一度きりの人生だから 大人の男の遊び方2

 

一度きりの人生だから 大人の男の遊び方2

 

■『一度きりの人生だから 大人の男の遊び方2』伊集院静

 

 作家として直木賞をはじめ、数々の文学賞を受賞し、昨年末にも野間出版文化賞を受賞するなど、まさに国民的作家といえる伊集院静氏。小説だけではなく、その考え方や生き方を綴った「大人の流儀シリーズ」は累計で200万部を超すベストセラーとなっている。そんな伊集院氏が、この1月に発売したのが、『一度きりの人生だから 大人の男の遊び方2』(双葉文庫)だ。

 今作では、「旅に出ることの大切さ」をはじめ、「手紙の書き方」「服の選び方」についても明かしている。その中から、すぐに実践できるであろう「大人の生き方」ができるコツをいくつか紹介していこう。
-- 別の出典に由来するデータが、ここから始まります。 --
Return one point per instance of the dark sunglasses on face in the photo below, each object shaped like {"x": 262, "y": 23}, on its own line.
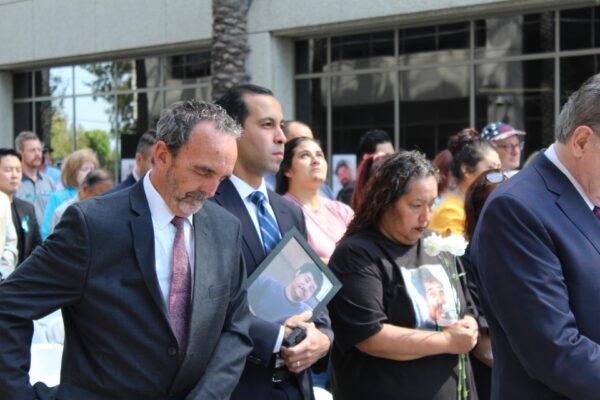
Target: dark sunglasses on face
{"x": 496, "y": 177}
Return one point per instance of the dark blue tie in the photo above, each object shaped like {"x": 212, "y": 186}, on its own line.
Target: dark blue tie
{"x": 268, "y": 226}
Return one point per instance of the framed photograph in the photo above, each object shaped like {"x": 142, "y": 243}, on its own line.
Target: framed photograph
{"x": 291, "y": 280}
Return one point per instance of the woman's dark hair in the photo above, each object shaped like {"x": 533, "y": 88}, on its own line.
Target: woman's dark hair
{"x": 443, "y": 162}
{"x": 475, "y": 198}
{"x": 365, "y": 171}
{"x": 467, "y": 149}
{"x": 282, "y": 182}
{"x": 390, "y": 182}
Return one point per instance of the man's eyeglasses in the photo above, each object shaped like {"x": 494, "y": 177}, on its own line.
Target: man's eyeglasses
{"x": 496, "y": 177}
{"x": 510, "y": 147}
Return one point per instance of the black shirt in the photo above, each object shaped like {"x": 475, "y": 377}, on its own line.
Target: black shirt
{"x": 373, "y": 271}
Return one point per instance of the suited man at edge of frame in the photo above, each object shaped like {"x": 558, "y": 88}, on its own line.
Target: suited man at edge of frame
{"x": 150, "y": 280}
{"x": 265, "y": 218}
{"x": 537, "y": 253}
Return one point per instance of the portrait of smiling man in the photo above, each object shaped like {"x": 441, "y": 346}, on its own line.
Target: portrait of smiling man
{"x": 150, "y": 279}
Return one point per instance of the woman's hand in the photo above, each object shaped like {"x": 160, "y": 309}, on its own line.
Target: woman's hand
{"x": 462, "y": 335}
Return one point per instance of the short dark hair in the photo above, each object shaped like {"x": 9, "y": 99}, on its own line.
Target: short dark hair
{"x": 370, "y": 139}
{"x": 233, "y": 100}
{"x": 311, "y": 268}
{"x": 146, "y": 141}
{"x": 9, "y": 152}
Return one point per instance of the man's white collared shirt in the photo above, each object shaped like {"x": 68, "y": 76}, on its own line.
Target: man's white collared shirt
{"x": 164, "y": 236}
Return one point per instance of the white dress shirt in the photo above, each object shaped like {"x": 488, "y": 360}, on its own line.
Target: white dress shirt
{"x": 245, "y": 190}
{"x": 550, "y": 153}
{"x": 164, "y": 236}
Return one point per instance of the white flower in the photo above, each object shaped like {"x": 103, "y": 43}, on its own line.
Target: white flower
{"x": 453, "y": 244}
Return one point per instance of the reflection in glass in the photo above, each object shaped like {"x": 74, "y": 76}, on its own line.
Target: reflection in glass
{"x": 370, "y": 50}
{"x": 359, "y": 103}
{"x": 311, "y": 55}
{"x": 22, "y": 85}
{"x": 434, "y": 104}
{"x": 434, "y": 44}
{"x": 520, "y": 93}
{"x": 54, "y": 125}
{"x": 54, "y": 82}
{"x": 311, "y": 107}
{"x": 514, "y": 35}
{"x": 574, "y": 71}
{"x": 580, "y": 28}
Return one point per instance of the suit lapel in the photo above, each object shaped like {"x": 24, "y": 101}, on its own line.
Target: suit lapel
{"x": 570, "y": 201}
{"x": 143, "y": 244}
{"x": 228, "y": 197}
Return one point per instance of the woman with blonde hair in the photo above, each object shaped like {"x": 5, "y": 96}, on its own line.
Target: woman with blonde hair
{"x": 75, "y": 167}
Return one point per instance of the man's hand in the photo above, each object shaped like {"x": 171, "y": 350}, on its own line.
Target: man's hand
{"x": 462, "y": 335}
{"x": 310, "y": 350}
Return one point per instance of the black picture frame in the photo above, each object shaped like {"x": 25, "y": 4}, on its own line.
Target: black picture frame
{"x": 281, "y": 267}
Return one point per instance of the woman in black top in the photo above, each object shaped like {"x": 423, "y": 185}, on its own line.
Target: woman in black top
{"x": 387, "y": 318}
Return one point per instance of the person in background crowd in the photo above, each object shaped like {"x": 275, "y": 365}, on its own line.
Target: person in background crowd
{"x": 272, "y": 371}
{"x": 36, "y": 187}
{"x": 23, "y": 213}
{"x": 8, "y": 239}
{"x": 346, "y": 178}
{"x": 365, "y": 171}
{"x": 481, "y": 356}
{"x": 471, "y": 156}
{"x": 536, "y": 250}
{"x": 443, "y": 162}
{"x": 150, "y": 280}
{"x": 380, "y": 352}
{"x": 507, "y": 142}
{"x": 143, "y": 161}
{"x": 374, "y": 141}
{"x": 95, "y": 183}
{"x": 300, "y": 175}
{"x": 76, "y": 166}
{"x": 48, "y": 168}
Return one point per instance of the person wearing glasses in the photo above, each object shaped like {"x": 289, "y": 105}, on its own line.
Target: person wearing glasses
{"x": 508, "y": 142}
{"x": 471, "y": 157}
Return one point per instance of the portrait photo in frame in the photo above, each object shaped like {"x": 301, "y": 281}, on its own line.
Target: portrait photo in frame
{"x": 291, "y": 280}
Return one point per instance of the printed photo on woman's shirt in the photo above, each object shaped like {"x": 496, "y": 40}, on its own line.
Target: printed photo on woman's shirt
{"x": 432, "y": 296}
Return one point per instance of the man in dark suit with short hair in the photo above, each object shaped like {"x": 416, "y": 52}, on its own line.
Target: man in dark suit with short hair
{"x": 265, "y": 218}
{"x": 537, "y": 252}
{"x": 23, "y": 212}
{"x": 150, "y": 280}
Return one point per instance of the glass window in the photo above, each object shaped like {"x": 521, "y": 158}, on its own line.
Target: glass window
{"x": 520, "y": 93}
{"x": 514, "y": 35}
{"x": 434, "y": 104}
{"x": 370, "y": 50}
{"x": 22, "y": 85}
{"x": 434, "y": 44}
{"x": 311, "y": 100}
{"x": 359, "y": 103}
{"x": 311, "y": 56}
{"x": 580, "y": 28}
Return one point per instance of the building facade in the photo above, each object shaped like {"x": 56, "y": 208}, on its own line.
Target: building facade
{"x": 97, "y": 72}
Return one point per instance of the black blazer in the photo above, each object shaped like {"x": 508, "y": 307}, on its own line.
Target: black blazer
{"x": 26, "y": 225}
{"x": 255, "y": 383}
{"x": 99, "y": 267}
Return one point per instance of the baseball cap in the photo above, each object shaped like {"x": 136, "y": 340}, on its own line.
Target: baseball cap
{"x": 499, "y": 131}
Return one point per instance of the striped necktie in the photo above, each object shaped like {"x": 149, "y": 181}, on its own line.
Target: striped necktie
{"x": 268, "y": 226}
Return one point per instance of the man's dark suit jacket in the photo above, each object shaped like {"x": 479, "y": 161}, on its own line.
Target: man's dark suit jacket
{"x": 128, "y": 182}
{"x": 255, "y": 383}
{"x": 99, "y": 267}
{"x": 537, "y": 252}
{"x": 28, "y": 230}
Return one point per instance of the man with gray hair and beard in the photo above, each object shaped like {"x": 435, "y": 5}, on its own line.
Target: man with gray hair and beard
{"x": 150, "y": 280}
{"x": 537, "y": 252}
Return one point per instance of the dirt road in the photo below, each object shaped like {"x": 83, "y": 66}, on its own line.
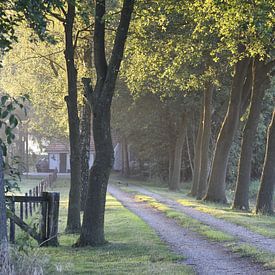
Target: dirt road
{"x": 205, "y": 257}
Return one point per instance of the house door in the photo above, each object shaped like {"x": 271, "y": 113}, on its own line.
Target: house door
{"x": 62, "y": 163}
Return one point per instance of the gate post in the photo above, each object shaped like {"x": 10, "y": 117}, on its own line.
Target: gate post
{"x": 43, "y": 223}
{"x": 53, "y": 211}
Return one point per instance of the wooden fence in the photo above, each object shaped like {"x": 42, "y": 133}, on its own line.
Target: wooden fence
{"x": 37, "y": 200}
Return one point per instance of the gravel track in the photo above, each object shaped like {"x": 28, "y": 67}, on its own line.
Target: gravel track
{"x": 205, "y": 257}
{"x": 239, "y": 232}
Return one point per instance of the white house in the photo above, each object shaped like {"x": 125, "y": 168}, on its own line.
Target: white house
{"x": 59, "y": 156}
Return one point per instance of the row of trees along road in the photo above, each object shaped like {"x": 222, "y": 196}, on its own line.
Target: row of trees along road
{"x": 78, "y": 18}
{"x": 182, "y": 61}
{"x": 205, "y": 48}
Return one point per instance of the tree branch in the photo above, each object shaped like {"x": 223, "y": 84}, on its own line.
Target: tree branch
{"x": 57, "y": 16}
{"x": 120, "y": 40}
{"x": 99, "y": 41}
{"x": 80, "y": 31}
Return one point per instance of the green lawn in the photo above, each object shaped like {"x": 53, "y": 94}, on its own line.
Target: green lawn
{"x": 261, "y": 224}
{"x": 132, "y": 248}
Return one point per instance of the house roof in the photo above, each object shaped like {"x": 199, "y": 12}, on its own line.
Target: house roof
{"x": 57, "y": 147}
{"x": 62, "y": 147}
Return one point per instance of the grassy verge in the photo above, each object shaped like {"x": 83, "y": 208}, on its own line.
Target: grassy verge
{"x": 186, "y": 221}
{"x": 244, "y": 250}
{"x": 132, "y": 248}
{"x": 261, "y": 224}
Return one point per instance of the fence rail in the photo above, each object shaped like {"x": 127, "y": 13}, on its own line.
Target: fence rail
{"x": 28, "y": 204}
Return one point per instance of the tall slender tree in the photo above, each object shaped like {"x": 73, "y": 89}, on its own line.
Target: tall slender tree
{"x": 260, "y": 82}
{"x": 92, "y": 231}
{"x": 264, "y": 203}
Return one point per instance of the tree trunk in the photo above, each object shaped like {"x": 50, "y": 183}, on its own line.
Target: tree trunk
{"x": 3, "y": 213}
{"x": 125, "y": 158}
{"x": 190, "y": 158}
{"x": 92, "y": 231}
{"x": 260, "y": 82}
{"x": 171, "y": 163}
{"x": 73, "y": 220}
{"x": 175, "y": 181}
{"x": 4, "y": 255}
{"x": 205, "y": 142}
{"x": 85, "y": 135}
{"x": 265, "y": 196}
{"x": 216, "y": 187}
{"x": 197, "y": 158}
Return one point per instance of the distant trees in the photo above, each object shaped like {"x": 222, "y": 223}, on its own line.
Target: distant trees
{"x": 100, "y": 98}
{"x": 206, "y": 46}
{"x": 265, "y": 196}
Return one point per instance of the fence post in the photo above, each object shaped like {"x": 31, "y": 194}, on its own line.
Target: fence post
{"x": 21, "y": 211}
{"x": 43, "y": 223}
{"x": 30, "y": 203}
{"x": 12, "y": 225}
{"x": 26, "y": 207}
{"x": 37, "y": 193}
{"x": 53, "y": 211}
{"x": 50, "y": 180}
{"x": 34, "y": 194}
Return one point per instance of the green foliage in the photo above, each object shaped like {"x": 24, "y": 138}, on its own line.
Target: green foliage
{"x": 9, "y": 119}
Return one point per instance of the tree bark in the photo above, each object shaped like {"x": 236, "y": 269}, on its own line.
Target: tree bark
{"x": 216, "y": 187}
{"x": 4, "y": 255}
{"x": 260, "y": 82}
{"x": 205, "y": 142}
{"x": 197, "y": 157}
{"x": 73, "y": 220}
{"x": 3, "y": 213}
{"x": 265, "y": 195}
{"x": 125, "y": 158}
{"x": 85, "y": 135}
{"x": 175, "y": 181}
{"x": 92, "y": 231}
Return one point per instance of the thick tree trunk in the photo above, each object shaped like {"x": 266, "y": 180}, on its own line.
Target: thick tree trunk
{"x": 175, "y": 180}
{"x": 92, "y": 231}
{"x": 265, "y": 196}
{"x": 171, "y": 163}
{"x": 125, "y": 158}
{"x": 73, "y": 220}
{"x": 190, "y": 157}
{"x": 216, "y": 187}
{"x": 85, "y": 135}
{"x": 205, "y": 142}
{"x": 197, "y": 158}
{"x": 260, "y": 81}
{"x": 4, "y": 254}
{"x": 3, "y": 213}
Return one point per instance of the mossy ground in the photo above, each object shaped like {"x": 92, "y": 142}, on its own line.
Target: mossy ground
{"x": 132, "y": 248}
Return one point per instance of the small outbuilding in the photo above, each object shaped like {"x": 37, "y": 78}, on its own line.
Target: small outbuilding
{"x": 59, "y": 156}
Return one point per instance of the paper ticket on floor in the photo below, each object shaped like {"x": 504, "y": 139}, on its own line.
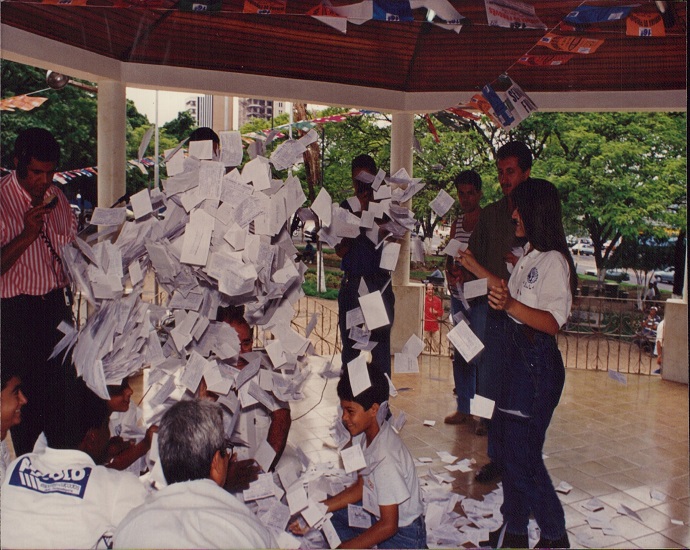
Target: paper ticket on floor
{"x": 465, "y": 341}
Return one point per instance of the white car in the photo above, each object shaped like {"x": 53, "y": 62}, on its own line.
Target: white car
{"x": 665, "y": 275}
{"x": 583, "y": 249}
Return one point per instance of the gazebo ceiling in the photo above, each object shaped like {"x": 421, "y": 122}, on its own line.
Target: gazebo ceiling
{"x": 405, "y": 65}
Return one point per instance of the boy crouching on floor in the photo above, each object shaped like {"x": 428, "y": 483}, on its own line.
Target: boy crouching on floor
{"x": 388, "y": 487}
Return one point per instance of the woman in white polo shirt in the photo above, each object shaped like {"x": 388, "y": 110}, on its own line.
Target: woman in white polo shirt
{"x": 538, "y": 299}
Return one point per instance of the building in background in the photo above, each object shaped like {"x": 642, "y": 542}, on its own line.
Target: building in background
{"x": 201, "y": 109}
{"x": 259, "y": 108}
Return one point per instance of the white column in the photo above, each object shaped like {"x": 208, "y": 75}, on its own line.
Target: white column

 まず、メールやLINEで他人とのコミュニケーションをはかるときにも役に立つ「手紙の書き方」から。相手に自分の気持ちや意図を伝えようとすると、どうしても長い文章になりがちだが、〈短い手紙の方が良い手紙と言ってもいい〉と伊集院氏は断じる。さらに〈長い手紙にロクなものはない〉とも言い切る。ほかにも、〈無理に漢字にする必要はない〉〈一番は何を伝えようかと常に考えて書き進める〉など、13にもわたる「手紙の作法」が記されている。そして、素晴らしい例として挙げているのが親交のある歌手の井上陽水さんから届いた手紙だという。何が素晴らしかったのか、それは本書をご覧いただきたい。

 つづいては、「服の選び方」。ファストファッション全盛の時代、安価で質のいい服が手に入る世の中だが、伊集院氏は〈靴で、その人の身だしなみへの思いがわかる〉とある人に教わったという。毎日同じ靴を履くような暮らしはしないこと、靴は自分で手入れすることなど、「オシャレは足元から」とされる理由を説いている。

 ほかにも、伊集院氏と交友がある松井秀喜、松山英樹、武豊といった一流のアスリートとのエピソード、今は亡き星野仙一氏が大学時代に見せた意外な素顔など、有名人との知られざる交流も語られている本書。「一度きりの人生だから」こそ、本書を読んで、自らの生活やこれからの人生のことを見直してみてもいいかもしれない。